Farmers win as Heads of State commit to boost fertiliser use

President William Ruto (left) with Moussa Faki Mahamat, the chairperson of the African Union Commission at the Africa Fertiliser and Soil Health Summit in Nairobi.

Smallholder farmers across Africa are expected to receive more support from their governments after African ministers and Heads of State committed to support them to enhance food production.

The leaders, who were meeting at the Africa Fertiliser and Soil Health Summit in Nairobi, came up with what they called the Nairobi Declaration, a roadmap to boosting fertiliser production and use and, therefore, food security in the continent.

President William Ruto said the leaders are working towards securing affordable and quality inputs through local manufacturing. “This is the only way we will enhance farm production and hasten our quest in boosting food security,” he said.

In the roadmap dubbed Nairobi Declaration, the leaders committed to triple domestic production and distribution of certified quality organic and inorganic fertiliser by 2034.

Fertiliser use in Africa stands at 18kg per hectare, which is below the global average and the target set in 2006 in Abuja by African Heads of State of 50 kg per hectare annually.

“Eighteen years later, the average fertiliser use rate stands at about 18kg, less than half of the target set in 2006. We have a responsibility to learn and apply the lessons on why this gap remains,” said Moussa Faki Mahamat, the chairperson of the African Union Commission.

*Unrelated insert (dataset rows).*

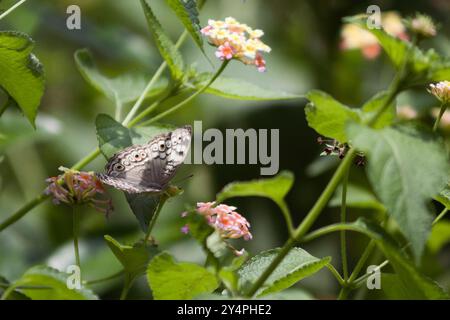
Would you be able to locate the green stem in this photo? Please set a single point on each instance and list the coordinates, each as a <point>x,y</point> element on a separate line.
<point>119,107</point>
<point>440,216</point>
<point>444,107</point>
<point>362,260</point>
<point>76,231</point>
<point>336,274</point>
<point>15,6</point>
<point>308,221</point>
<point>126,287</point>
<point>155,217</point>
<point>343,220</point>
<point>343,294</point>
<point>186,101</point>
<point>4,107</point>
<point>287,217</point>
<point>86,160</point>
<point>113,276</point>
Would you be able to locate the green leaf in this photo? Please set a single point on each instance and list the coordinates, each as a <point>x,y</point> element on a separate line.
<point>22,74</point>
<point>123,89</point>
<point>114,137</point>
<point>328,116</point>
<point>444,197</point>
<point>239,89</point>
<point>357,197</point>
<point>134,258</point>
<point>406,169</point>
<point>14,294</point>
<point>297,264</point>
<point>371,107</point>
<point>425,66</point>
<point>143,206</point>
<point>290,294</point>
<point>417,284</point>
<point>56,282</point>
<point>440,236</point>
<point>187,12</point>
<point>393,287</point>
<point>165,46</point>
<point>172,280</point>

Mahamat noted that the continent entirely depends on expensive imported fertilisers, yet some countries in Africa produce the input. In fact, he noted that there is the African Center for Fertiliser Development in Zimbabwe, which has been in existence since 1982.

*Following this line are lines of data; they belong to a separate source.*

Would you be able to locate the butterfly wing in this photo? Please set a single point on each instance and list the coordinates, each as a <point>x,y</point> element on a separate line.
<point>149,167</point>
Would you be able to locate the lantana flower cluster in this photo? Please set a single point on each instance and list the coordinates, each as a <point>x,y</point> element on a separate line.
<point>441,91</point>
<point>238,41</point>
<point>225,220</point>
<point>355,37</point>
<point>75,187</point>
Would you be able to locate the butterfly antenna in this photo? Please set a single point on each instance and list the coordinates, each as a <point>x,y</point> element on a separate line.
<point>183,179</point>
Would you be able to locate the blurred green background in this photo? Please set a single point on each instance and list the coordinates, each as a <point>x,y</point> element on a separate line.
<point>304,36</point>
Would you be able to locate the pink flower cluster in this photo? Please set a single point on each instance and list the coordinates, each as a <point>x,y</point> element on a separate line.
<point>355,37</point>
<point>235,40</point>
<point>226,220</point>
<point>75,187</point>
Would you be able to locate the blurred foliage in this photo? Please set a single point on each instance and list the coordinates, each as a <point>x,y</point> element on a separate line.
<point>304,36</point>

“We must optimise such existing assets to boost local production and deliver quality, affordable fertilisers,” he said.

In the Declaration, the leaders further said that by 2034, they would provide to at least 70 per cent of smallholder farmers in the continent specific agronomic services for various crops, soils and climatic conditions.

This, according to them, will enhance efficiency and sustainable use of fertiliser that most African governments provide.

President William Ruto (center left) with African presidents present at the Africa Fertiliser and Soil Health Summit in Nairobi.

They promised to support efforts of natural gas producing AU Member States in fertiliser production to increase their production and stabilise prices.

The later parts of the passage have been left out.